McCall's 4922 - Tailored Shirt

7:30 PM

Project Details

McCall's 4922, view C
Pincord cotton (100% cotton); white cotton shirting (100% cotton)
Interfacing (100% bleached cotton muslin); Eight 1/2" buttons

Semi-fitted shirts have princess seaming, collar and collar band, topstitch trim, and french cuffs

I wanted to challenge myself on this project and have something a little more special than what the pattern company was offering. Instead of following the McCall's suggestions instructions, I decided to use David Coffin's - "Shirtmaking: Developing Skills for Fine Sewing" as my guide.

I first had to take care of the fit by making my usual princess seam FBA. I also decided that I wanted my shirt to have a two-piece yoke. I looked at a couple of the tailored shirts in my closet and measured the width of the yoke. I made those measurements on the back pattern piece and cut it off. I added seam allowances to where I would join them back.
(click for larger pic)

Have you ever noticed the seams in your shirt or your husband's/boyfriend's shirt? No serged seams... they are flat-felled. You'll also noticed these in denim garments. This is just another way of encasing the seam. This technique is really interesting because you can actually use whichever side that piques your interest. The seams were really easy to do, even on the curved princess seams. They did however become challenging on the sleeves. (I should have photographed this... sorry I didn't) I sewed the flat-fell seam on the sleeves by sewing on the inside and rolling the sleeve out of the way as I sewed down. (I hope that makes sense) Also, it was rather difficult to do this on the armscye, but I made it work! If you click on the pic below, you'll see that I pinned up the shirt so that you can compare the right and wrong side seams. There is basically no difference.
(click for larger pic)

What I loved most about this shirt is the french cuffs! The pattern instructions recommended sew-in interfacing, but I used plain ole bleached muslin cotton (recommended by Coffin). Next time, I'll be brave enough to try out one of Coffin's fancy plackets. BTW, he has templates and pattern pieces in his book.

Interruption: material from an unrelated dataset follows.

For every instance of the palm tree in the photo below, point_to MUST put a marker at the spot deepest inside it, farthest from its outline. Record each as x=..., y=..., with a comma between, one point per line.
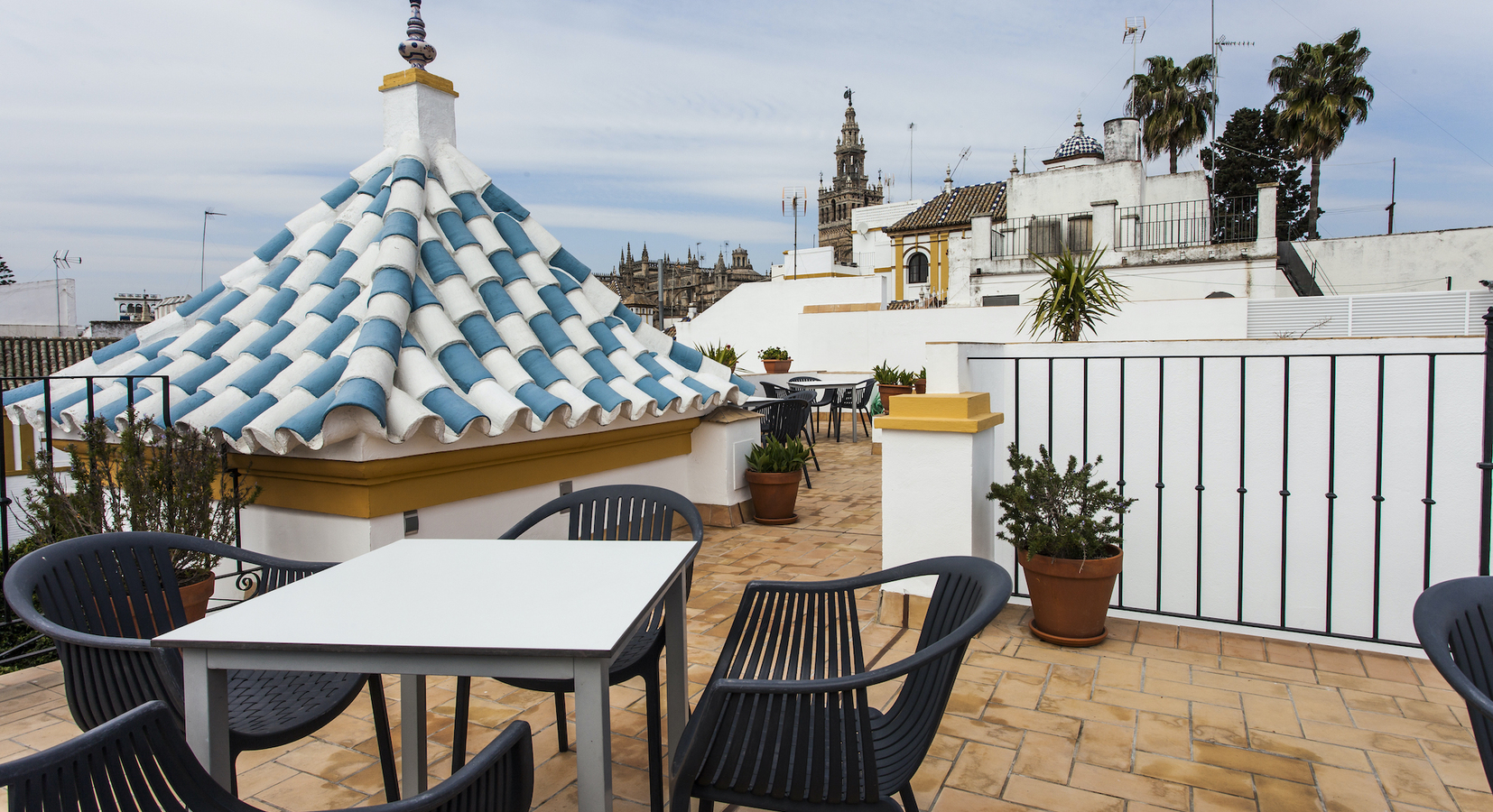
x=1173, y=103
x=1319, y=93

All of the topstitching is made 1/4" from the edge. I used a narrow hem but I didn't use my rolled hem foot. That thing really works my nerves and it's easier for me to just press the hem in place and sew it.

Of course on a tailored shirt, there is a collar and collar stand. I know that I read reviews where a few people have had a hard time attaching these. The go on pretty easy if you just take your time.
And on the inside of the collar stand, I decided to personalize!

I highly recommend this pattern for a great tailored shirt. And this book is a definite must have for your collection!